Le fait est que beaucoup d’ouvriers travaillant dans les procédés les plus socialisés, avec les moyens de production les plus avancés, sont devenus au cours du dernier siècle ce que Lénine a appelé l’aristocratie ouvrière. Il s’agit là de travailleurs au sein des pays impérialistes qui reçoivent des super-salaires (c’est-à-dire, des salaires qui dépassent la valeur produite par ces travailleurs) basés sur les superprofits extraits des nations opprimées via la super-exploitation (soit le paiement de salaires plus bas que le niveau de subsistance) et le vol de ressources. Cette aristocratie ouvrière, en tant que portion numériquement significative de la population, bénéficie d’emplois stables, à salaire élevé avec des pensions et des assurances maladie, et possède souvent leur propre maison, des véhicules et d’autres jouets assortis rendus abordables par le parasitisme de l’impérialisme; conséquemment, plutôt d’être ou d’agir comme une classe dépossédée et exploitée, elle s’est révélée être une partenaire juniorenthousiaste de la bourgeoisie, y compris par son appui aux guerres d’agression impérialistes. En tant que classe, elle constitue une réfutation éclatante de l’idée que de travailler avec des moyens de production avancés et dans des procédés hautement socialisés mène à une conscience de classe révolutionnaire.

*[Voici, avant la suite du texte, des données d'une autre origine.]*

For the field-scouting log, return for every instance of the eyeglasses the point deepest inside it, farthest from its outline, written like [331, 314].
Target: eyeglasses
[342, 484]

Pour commencer, nous croyons qu’il y a ici une confusion entre les sections de la classe ouvrière sous l’influence de l’aristocratie ouvrière, et l’aristocratie ouvrière elle-même. L’idée d’une aristocratie ouvrière représentant une « portion numériquement significative de la population » est marginale au sein du mouvement communiste international (au moins en dehors du courant tiers-mondiste), et s’écarte de la définition de Lénine. S’agirait-il d’une réalité de la formation sociale américaine qui la distingue exceptionnellement de tout antécédent historique? Se peut-il que le statut hégémonique prolongé de l’impérialisme américain ait corrompu sa classe ouvrière à un point si extrême? Nous sommes intéressés de voir une enquête plus approfondie sur ce sujet, camarades. Mais pour ce qui est de Lénine, il n’a pas vraiment exprimé de telle position.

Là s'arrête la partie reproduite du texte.